Ironically, it’s because of this palpable, physical experience of enjoying music that we assume our music should – nay, must – be enjoyed the same way by other people.  Music is one of those rare media that really can break the boundaries between peoples’ souls and shed light on the experience of what it actually feels like to be someone else.  (David Foster Wallace always talked about this phenomenon with novels).

But this can create a frustrating dissonance when other people don’t share our passions and proclivities.  I have seen people get their feelings sorely hurt when their friends mock their taste in music – or even hint that they might not share them.  Musical taste seems to require social validation like few other brands of taste.

I think I got off topic there (or maybe on)… so, why do you like jazz?  I’d say it’s just because you like it, because it makes you feel good.

But if I were to play Dime Store Psychiatrist (and isn’t that really the point of this entire series?) I might look at it this way: you grew up New York City, but you lived in a Manhattan apartment on the Upper West Side, and you attended an all boys private school.  So despite the fact that you were in one of the world’s most cosmopolitan cities, your person experience of growing up in New York wasn’t all that much different than a boy growing up in, say Leonard Bernstein’s New York of the 1940’s.

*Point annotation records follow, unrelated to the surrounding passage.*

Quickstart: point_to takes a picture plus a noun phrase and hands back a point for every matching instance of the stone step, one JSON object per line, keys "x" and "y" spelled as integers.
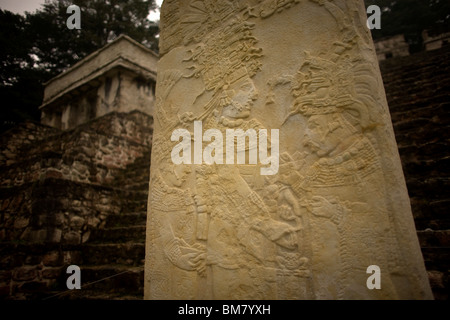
{"x": 129, "y": 254}
{"x": 127, "y": 219}
{"x": 118, "y": 234}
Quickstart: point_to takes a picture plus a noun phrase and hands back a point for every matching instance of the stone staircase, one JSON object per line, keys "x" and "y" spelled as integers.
{"x": 85, "y": 204}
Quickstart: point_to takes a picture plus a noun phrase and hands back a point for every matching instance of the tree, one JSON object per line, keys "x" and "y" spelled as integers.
{"x": 36, "y": 47}
{"x": 411, "y": 18}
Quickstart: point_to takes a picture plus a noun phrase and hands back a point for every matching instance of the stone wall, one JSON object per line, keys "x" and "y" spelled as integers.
{"x": 70, "y": 197}
{"x": 418, "y": 89}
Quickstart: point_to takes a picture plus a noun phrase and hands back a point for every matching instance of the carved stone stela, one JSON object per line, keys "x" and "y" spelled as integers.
{"x": 336, "y": 202}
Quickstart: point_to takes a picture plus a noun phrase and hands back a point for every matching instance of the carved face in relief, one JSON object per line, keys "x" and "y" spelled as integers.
{"x": 242, "y": 95}
{"x": 319, "y": 136}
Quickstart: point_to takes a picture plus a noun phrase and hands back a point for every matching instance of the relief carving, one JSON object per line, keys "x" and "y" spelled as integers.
{"x": 311, "y": 229}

In other words, by sheer coincidence of birth, you became part of the one demographic that still held onto the romanticized view of jazz clubs as louche dens of cool.  Not to mention, the only demographic for whom such connotations even held any appeal.  Where else were you going to get your kicks and establish your independence?  Your taste in jazz is merely a manifestation of half a century’s worth of cultural boundary crossing.

A brief response to your claim about classical music institutions: It’s true, we classicists do have a leg up on you jazzers, in that our institutions have clobbered the public with the idea that classical music is somehow good for a person, and that classical concerts are somehow enriching.  We even send our school kids on field trips to the concert hall.

It seems to me like a big problem with jazz is that it’s neither promoted as being “good for you” nor is it commonly viewed as being “bad for you”.  Would you agree?  I’d also like you to imagine an elementary school field trip to a jazz club matinee and what the educational benefit of that would be.